I pinned a massive National Geographic Society physical land form map of Australia above my bed in Calgary, tracing obscure Outback tracks and roads with my finger and wondering what the vast salt bed of Lake Eyre looked like. I subsequently read quite a bit about the country and coming from southern Alberta, endowed as it is with big landscapes of prairie and mountains, I focussed on the landforms - the Outback and the coastlines - and I built up both a powerful mental profile of Australia and a desire to visit it more than any other place in the world.
My first attempt to travel there was scuppered in 1992, the early 90s recession kicked a plan to go to Oz on a one year working holiday visa into the long, dry life-choking grass of the doldrums of prolonged unemployment. I didn't have the $1200 bond the Australia government required for a visa to be processed let alone the cash for a flight. What I did have was a massive student loan and no job and no prospect of a job.

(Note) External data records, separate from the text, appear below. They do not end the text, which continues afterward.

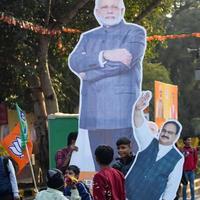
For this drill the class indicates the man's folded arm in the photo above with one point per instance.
(80, 61)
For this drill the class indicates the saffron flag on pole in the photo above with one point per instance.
(12, 144)
(23, 127)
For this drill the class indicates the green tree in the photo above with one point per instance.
(181, 64)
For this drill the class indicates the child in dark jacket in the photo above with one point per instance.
(71, 180)
(108, 183)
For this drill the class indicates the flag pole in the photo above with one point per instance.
(32, 172)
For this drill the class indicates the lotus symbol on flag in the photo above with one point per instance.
(16, 147)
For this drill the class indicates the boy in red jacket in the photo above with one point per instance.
(189, 167)
(108, 183)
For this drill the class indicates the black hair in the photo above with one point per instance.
(75, 169)
(55, 179)
(104, 154)
(71, 136)
(175, 124)
(123, 140)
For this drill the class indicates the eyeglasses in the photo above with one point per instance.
(166, 131)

So Oz would have to wait 13 years until I was in London and working at Earthscan where I managed a week-long editorial and promotional work trip to attend the huge IUFRO World Forestry Congress being convened in Brisbane with a three day holiday excursion to Noosa and Fraser Island tagged on the end. This trip was more of a sweetener - I was there and gone before jet lag subsided - than the satisfying long drink from the well demanded by two decades of travelling the dusty tracks of this vast sun-scoured desert land in my imagination.
It was thus, you might imagine, a bit of a jab in the solar plexus to finally arrive in Melbourne on 2 April for a trip of real duration and unlimited prospects and to not really like the country all that much.

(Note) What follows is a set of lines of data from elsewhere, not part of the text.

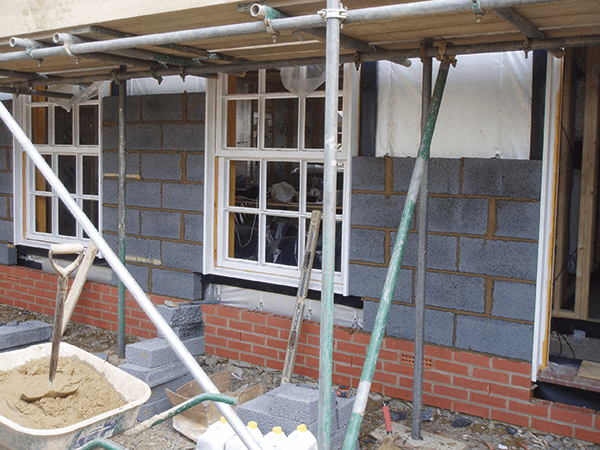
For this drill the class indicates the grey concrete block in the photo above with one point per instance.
(184, 285)
(163, 108)
(24, 333)
(145, 194)
(139, 273)
(156, 352)
(182, 256)
(196, 106)
(441, 251)
(7, 231)
(439, 325)
(458, 215)
(110, 164)
(368, 281)
(110, 109)
(152, 408)
(513, 300)
(496, 337)
(193, 227)
(144, 136)
(502, 178)
(6, 183)
(499, 258)
(518, 219)
(368, 173)
(367, 245)
(161, 224)
(194, 167)
(8, 254)
(456, 292)
(183, 136)
(110, 220)
(186, 197)
(156, 375)
(377, 210)
(162, 166)
(183, 314)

The problem, as it turned out, wasn't Australia but rather a misalignment of the fantasy of youth and the reality of modern Australia. That is to say the idea of an almost unimaginably vast, thinly populated country of rugged geography and unforgiving landscapes, inhabited by odd, unique characters, much like my own country, crashing headlong into another reality. A reality which is that for the 80-85% of the population of this country that lives in five large coastal cities and a number of smaller cities and towns, much of everyday life in Oz is a circumscribed existence in a sprawling belt of interchangeable suburbs. These are flanked by big-box stores and shopping centres and choked by the freeways of busy, stressed people carting home mountains of stuff they don't need to an overpriced, cookie-cutter house they can hardly afford in a neighbourhood that isn't as good as the one they really want to live in but is better than where their friends live. And then every night they turn on the television and have this same world reified in a shower of mass media.
So, in other words, it seemed that I'd waited 25 years and travelled to the other side of the world to arrive back in the city - or more to the point, what that city represents in Anglo-American Western society - where I pinned up my National Geographic map of Australia in 1985.
Over the past month, much has changed though and this initial disappointing view of Oz has been being eclipsed by a vivid, engaged experience that has matched, and indeed has begun to exceed, the imagination of a 14 year old. And all it took to kick this off were four wheels, two emus and a kangaroo.